No.  Under such circumstances, the licensed corporation is required to fulfil the new disclosure requirements after the effective date of the FRR, i.e. 1 April 2003. 

Section reference: Form 7

Q26:

Does Analysis of Client Securities (Form 8 Table 1) cover overseas securities?

A:

Yes.

Section reference: Form 8 Table 1

Q27:

Under what circumstances can the amounts payable to clients and client money to be segregated be different in Table 2 of Form 8?

A:

The amounts payable to clients and client money to be segregated can be different since not all amounts payable to clients are required to be segregated under the Securities and Futures (Client Money) Rules.  The following are examples of the circumstances leading to such difference:

  1. certain client money included in the amounts payable to clients may not yet be due for segregation; and
  2. certain amounts payable to clients that are related to dealing in overseas securities or futures may not fall within the ambit of the Securities and Futures (Client Money) Rules.

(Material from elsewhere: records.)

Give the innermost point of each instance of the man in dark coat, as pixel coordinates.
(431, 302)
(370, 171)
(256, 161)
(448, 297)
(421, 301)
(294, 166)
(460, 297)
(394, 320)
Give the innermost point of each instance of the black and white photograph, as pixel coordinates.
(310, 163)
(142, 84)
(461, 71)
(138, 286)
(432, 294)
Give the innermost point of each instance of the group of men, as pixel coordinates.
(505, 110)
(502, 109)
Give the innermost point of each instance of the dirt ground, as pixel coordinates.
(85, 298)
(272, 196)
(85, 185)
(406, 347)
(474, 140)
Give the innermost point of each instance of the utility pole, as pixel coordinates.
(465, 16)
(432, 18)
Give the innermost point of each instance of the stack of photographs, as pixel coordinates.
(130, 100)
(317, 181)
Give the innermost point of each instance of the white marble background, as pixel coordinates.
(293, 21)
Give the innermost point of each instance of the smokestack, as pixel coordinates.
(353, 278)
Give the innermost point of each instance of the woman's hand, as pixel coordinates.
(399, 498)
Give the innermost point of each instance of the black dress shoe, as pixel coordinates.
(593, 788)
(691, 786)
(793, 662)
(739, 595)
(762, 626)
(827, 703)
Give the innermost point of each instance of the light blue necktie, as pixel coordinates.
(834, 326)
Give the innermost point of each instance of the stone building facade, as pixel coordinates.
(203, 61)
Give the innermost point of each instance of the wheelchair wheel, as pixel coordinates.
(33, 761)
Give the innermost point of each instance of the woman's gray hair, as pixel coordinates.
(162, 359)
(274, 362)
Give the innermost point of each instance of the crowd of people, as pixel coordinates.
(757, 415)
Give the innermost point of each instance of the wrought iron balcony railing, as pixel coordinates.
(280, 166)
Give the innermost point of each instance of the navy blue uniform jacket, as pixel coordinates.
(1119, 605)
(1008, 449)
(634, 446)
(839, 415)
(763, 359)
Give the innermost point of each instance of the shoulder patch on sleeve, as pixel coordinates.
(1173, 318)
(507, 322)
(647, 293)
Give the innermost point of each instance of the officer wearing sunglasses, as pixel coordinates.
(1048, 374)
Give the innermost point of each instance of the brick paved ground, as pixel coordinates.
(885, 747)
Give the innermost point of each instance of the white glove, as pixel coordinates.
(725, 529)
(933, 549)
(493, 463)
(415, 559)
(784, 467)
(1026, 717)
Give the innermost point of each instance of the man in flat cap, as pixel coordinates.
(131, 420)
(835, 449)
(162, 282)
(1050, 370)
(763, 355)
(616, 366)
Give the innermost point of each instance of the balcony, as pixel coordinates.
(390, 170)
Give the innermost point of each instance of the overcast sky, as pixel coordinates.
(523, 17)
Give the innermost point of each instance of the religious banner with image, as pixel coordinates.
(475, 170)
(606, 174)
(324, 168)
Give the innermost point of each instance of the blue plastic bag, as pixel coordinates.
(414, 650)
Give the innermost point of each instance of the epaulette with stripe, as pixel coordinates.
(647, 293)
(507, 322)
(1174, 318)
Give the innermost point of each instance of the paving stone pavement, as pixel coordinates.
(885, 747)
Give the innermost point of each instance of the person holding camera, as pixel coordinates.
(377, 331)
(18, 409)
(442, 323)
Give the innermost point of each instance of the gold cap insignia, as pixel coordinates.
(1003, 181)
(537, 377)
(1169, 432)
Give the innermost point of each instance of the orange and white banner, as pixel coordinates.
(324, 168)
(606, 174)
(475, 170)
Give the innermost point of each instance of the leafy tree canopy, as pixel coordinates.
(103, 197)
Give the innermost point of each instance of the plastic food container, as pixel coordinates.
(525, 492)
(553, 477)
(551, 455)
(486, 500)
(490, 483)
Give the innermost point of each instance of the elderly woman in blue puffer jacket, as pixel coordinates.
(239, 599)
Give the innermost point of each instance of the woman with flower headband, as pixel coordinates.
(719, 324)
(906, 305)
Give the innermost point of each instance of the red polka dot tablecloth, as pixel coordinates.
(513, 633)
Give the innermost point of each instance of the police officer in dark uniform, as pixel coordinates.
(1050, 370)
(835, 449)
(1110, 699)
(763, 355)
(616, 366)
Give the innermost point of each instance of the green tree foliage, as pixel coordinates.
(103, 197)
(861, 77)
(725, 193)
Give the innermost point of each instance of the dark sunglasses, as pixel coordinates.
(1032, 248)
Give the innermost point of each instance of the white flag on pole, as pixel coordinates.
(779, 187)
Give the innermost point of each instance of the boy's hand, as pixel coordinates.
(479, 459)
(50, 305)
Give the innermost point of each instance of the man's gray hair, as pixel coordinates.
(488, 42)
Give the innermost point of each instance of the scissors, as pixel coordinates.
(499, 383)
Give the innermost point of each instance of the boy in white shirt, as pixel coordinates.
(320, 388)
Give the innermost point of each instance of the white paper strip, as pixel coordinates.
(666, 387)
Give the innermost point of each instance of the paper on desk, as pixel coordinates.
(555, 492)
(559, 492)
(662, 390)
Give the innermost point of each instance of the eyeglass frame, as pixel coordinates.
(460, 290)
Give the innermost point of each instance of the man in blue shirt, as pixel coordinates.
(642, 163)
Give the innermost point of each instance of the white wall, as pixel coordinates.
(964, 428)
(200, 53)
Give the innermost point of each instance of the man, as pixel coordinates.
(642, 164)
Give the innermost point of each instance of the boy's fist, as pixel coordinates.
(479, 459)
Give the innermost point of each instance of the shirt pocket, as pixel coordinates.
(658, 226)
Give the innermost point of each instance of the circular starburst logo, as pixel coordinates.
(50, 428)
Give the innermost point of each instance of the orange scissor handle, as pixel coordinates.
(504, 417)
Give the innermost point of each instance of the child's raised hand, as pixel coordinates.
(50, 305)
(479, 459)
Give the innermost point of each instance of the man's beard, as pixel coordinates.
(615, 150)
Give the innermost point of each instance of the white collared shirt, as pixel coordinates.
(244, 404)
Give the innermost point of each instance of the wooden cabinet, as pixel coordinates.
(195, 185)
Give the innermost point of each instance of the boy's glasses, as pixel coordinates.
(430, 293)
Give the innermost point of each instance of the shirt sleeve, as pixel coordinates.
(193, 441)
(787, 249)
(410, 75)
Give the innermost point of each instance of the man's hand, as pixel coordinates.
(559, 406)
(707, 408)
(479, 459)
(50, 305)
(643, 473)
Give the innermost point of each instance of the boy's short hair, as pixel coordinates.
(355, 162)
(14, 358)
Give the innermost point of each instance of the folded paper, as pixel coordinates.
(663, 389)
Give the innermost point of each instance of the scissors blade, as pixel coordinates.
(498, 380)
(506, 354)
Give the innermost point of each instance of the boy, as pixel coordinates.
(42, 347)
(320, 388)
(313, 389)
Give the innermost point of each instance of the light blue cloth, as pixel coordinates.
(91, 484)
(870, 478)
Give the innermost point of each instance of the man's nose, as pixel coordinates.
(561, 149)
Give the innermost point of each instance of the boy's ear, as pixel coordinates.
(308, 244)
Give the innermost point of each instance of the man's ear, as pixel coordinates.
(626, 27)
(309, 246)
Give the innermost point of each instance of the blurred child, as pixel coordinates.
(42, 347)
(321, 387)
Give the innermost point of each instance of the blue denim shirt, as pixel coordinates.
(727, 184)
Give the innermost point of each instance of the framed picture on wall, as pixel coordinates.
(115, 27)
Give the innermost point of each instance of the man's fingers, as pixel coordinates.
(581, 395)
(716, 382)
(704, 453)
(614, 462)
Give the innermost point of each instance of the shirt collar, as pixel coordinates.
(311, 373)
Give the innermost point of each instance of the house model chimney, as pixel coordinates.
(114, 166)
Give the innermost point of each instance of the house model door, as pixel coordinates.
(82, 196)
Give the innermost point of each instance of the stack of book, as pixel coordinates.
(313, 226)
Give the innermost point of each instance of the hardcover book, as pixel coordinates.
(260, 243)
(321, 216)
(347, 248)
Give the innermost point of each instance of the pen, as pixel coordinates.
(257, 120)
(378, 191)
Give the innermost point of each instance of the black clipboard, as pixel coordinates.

Section reference: Form 8 Table 2

Q28:

If a client receives different services from a licensed corporation, how should the client profile be reported under Form 12? Below are some of the scenarios:

  1. advising on securities and futures contracts
  2. dealing in securities and futures contracts  
  3. dealing in and advising on securities  
  4. dealing in stocks and stock options contracts
A:

Below are our views for the different scenarios:

  1. If a client is due to receive from a licensed corporation monthly statements of account in accordance with Securities and Futures (Contract Notes, Statements of Account and Receipts) Rules, such client should be counted as a client in cell C105.
  2. Such client should be counted as an active securities client and an active futures and options client, respectively. 
  3. If the client does not maintain a separate account with the licensed corporation and is not required to pay separately for the advisory service, the advisory service will be considered as incidental to the business of securities dealing.  Accordingly, the client should be counted as an active securities client only. 
  4. Such client should be reported as an active securities client and an active futures and options client respectively.